HomeNewsAnalysis'Sicario' Presents Dramatized Yet Refreshing Drug Critique

'Sicario' Presents Dramatized Yet Refreshing Drug Critique


The recently released movie "Sicario," while at times presenting an exaggerated depiction of Mexico's drug violence and US counter-cartel strategy, offers a harsh but refreshing critique of regional anti-drug efforts.  

Released in October, Denis Villeneuve's "Sicario" is about "an idealistic FBI agent" who is "enlisted by an elected government task force to aid in the escalating war against drugs" at the US-Mexico border.

Kate Macer, the "idealistic FBI agent" (played by Emily Blunt), gets recruited for a mission to dismantle the network of fictional Mexican drug kingpin Manuel Diaz. Diaz is responsible for a booby trap that kills members of Macer's team during the movie's gruesome opening sequence. This drives her to accept the opportunity to help take down his criminal group, despite initial misgivings.

Leading this mission is the enigmatic US agent Matt Graver, who is accompanied by the equally mysterious Alejandro, played by Benicio Del Toro.

This is the second article of a three-part series where InSight Crime reviews recent depictions of narcoculture and history in popular films and TV shows. See here for Part One and Part Three

The basic strategy to get to Manuel Diaz is to "shake the tree" by visibly and antagonistically disrupting Mexican criminal networks.

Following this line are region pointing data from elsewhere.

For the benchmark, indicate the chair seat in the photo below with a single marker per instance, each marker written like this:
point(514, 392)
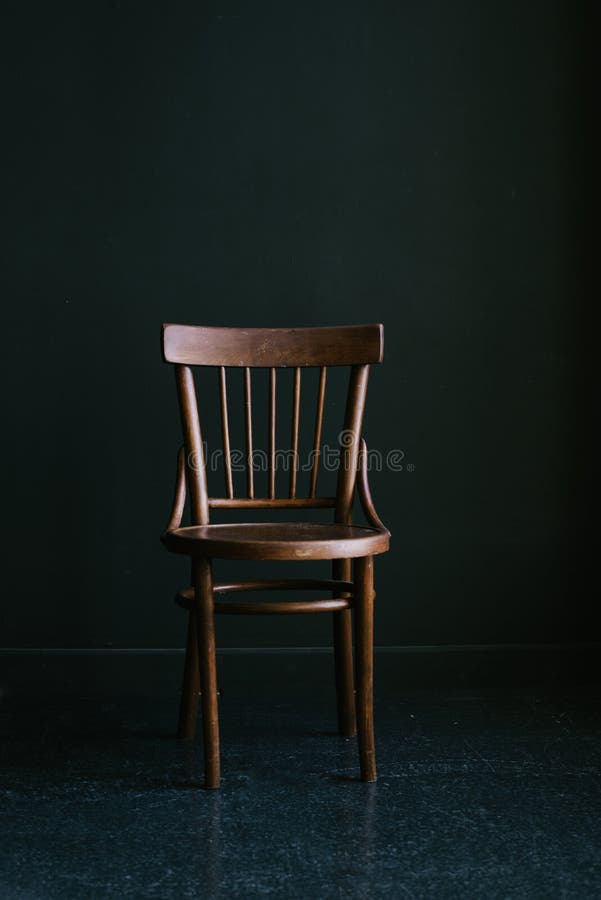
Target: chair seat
point(277, 540)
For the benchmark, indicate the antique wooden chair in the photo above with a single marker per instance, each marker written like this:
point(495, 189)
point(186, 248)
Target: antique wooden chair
point(356, 346)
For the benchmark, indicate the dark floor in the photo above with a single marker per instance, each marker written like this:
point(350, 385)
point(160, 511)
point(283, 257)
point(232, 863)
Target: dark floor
point(481, 793)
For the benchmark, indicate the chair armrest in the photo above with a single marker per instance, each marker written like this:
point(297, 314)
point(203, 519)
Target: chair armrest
point(367, 503)
point(179, 497)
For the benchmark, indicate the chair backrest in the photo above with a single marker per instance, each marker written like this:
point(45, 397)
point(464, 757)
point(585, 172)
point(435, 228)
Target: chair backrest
point(356, 346)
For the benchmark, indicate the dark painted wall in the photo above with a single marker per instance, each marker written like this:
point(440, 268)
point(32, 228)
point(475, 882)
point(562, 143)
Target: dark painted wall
point(424, 164)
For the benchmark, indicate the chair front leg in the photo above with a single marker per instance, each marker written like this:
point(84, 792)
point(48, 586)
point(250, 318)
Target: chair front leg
point(364, 642)
point(343, 657)
point(204, 604)
point(188, 708)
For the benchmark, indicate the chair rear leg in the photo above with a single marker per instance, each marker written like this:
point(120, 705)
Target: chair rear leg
point(203, 597)
point(188, 707)
point(364, 638)
point(343, 657)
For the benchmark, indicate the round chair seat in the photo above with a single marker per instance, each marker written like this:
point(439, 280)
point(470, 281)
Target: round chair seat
point(277, 540)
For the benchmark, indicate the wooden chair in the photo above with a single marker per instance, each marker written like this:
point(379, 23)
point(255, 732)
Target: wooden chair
point(356, 346)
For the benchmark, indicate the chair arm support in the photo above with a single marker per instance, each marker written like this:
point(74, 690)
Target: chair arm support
point(367, 503)
point(179, 497)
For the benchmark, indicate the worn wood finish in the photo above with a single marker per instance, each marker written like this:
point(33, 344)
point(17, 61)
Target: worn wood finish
point(225, 433)
point(343, 652)
point(342, 599)
point(277, 540)
point(272, 398)
point(364, 640)
point(272, 503)
point(364, 491)
point(318, 429)
point(250, 481)
point(205, 608)
point(197, 345)
point(179, 495)
point(196, 477)
point(340, 541)
point(276, 607)
point(188, 710)
point(294, 435)
point(350, 441)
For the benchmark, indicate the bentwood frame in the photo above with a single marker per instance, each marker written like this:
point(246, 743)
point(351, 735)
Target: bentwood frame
point(350, 547)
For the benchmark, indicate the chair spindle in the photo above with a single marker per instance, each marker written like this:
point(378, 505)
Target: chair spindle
point(250, 484)
point(225, 433)
point(318, 426)
point(294, 436)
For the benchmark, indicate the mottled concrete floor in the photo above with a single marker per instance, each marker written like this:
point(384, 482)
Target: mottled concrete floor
point(490, 793)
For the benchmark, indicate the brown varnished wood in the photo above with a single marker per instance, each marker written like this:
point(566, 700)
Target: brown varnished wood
point(350, 439)
point(268, 607)
point(250, 481)
point(364, 491)
point(225, 433)
point(179, 495)
point(294, 436)
point(340, 589)
point(277, 540)
point(275, 503)
point(340, 541)
point(343, 653)
point(196, 477)
point(197, 345)
point(364, 640)
point(278, 584)
point(272, 401)
point(321, 393)
point(188, 709)
point(205, 609)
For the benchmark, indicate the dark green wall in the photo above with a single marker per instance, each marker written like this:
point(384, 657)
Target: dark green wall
point(427, 165)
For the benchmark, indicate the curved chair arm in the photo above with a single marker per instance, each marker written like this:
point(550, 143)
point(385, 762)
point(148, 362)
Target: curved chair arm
point(364, 492)
point(179, 497)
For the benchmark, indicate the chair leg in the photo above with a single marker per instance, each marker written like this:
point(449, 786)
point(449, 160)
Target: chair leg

By doing so, the law enforcement team hopes to prompt Diaz to summon his key contact in the United States back to Mexico, thereby revealing Diaz's location.

To begin this process, Macer flies to El Paso, Texas, where she joins a composite team that includes a Special Forces squad, Texas law enforcement, and other persons whose exact affiliation is unclear. Despite being given scant details, she is immediately included in a dramatic (and, in reality, improbable) operation into Mexico's Ciudad Juarez. (We learn the mission's objective is to retrieve a prisoner -- a cartel boss -- and bring him back across the border.)

The team's journey into Ciudad Juarez makes for suspenseful viewing, yet presents several dubious and fanciful ideas about the nature of US-Mexico joint drug operations. Namely, that US security forces would be allowed to launch such a bold and conspicuous foray into Mexico during broad daylight, or that US officials would do so with such poor planning (they get stuck in traffic on the Bridge of the Americas when returning to the United States).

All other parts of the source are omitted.